In recent years, biofluorescence has been observed in an increasing diversity of animals. Biofluorescence has been primarily examined in cnidarians, and it is also known to occur in other marine animal phyla, including Ctenophora, Annelida, Arthropoda, and Chordata. Most recently, the phenomenon has been shown to be phylogenetically widespread and phenotypically variable in cartilaginous and ray-finned fishes. Here we report on the first observation of fluorescence in a marine tetrapod, sea turtles.
INTRODUCTION
Biofluorescence results from the absorption of electromagnetic radiation at one wavelength by an organism, followed immediately by its reemission at a longer, lower energy, wavelength. In clear ocean water, the light spectrum bandwidth progressively narrows with increasing depth, reaching a wavelength peak of 465 nm and a narrow bandwidth of ∼20 nm at the maximum depth of penetration (Jerlov, 1968). The spectrally restricted (blue-shifted) illumination in clear ocean water provides unique lighting conditions for organisms to exploit fluorescence to produce visual contrast and patterns (Sparks et al., 2014; Gruber et al., in prep.).

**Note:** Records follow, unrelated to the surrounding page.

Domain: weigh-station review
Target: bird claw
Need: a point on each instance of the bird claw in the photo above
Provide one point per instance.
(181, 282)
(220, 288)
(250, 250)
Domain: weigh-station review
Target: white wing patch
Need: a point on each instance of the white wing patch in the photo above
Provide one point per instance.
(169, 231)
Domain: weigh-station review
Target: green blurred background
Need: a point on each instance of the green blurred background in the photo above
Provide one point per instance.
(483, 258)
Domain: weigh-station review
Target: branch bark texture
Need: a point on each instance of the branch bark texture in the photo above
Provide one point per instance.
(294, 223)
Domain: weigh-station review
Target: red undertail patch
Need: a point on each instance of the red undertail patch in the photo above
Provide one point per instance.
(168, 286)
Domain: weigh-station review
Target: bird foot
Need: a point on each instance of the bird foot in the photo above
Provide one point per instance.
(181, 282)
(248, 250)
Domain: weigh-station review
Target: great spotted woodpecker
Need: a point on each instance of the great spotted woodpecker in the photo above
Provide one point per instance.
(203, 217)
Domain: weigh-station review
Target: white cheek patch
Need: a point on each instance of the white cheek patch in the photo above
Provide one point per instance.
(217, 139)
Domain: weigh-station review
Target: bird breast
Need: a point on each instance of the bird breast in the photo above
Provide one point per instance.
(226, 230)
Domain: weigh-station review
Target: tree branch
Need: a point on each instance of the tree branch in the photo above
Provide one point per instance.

Until recently, apart from photosynthetic pigments, most known biofluorescence resulted from GFP-like proteins, which comprise a protein superfamily (Shagin et al., 2004). Green fluorescence protein was originally discovered colocalized with photocytes of a biolumines cent hydrozoan, Aequorea victoria (Shimomura et al., 1962), and converts blue bioluminescent light to green (Morin and Hastings, 1971). To date, the majority of these GFP-like proteins have been isolated from anthozoans (Pieribone and Gruber, 2006; Gruber et al., 2009; Sparks et al., 2014). Fluorescent proteins (FPs) are now known to be widespread in non-bioluminescent anthozoans, especially scleractinian corals (Matz et al., 1999; Gruber et al., 2008). Homologs to GFPs have also been found in nonluminous planktonic copepods (Shagin et al., 2004; Hunt et al., 2010), lancelets (Deheyn et al., 2007), and ctenophores (Haddock et al., 2010).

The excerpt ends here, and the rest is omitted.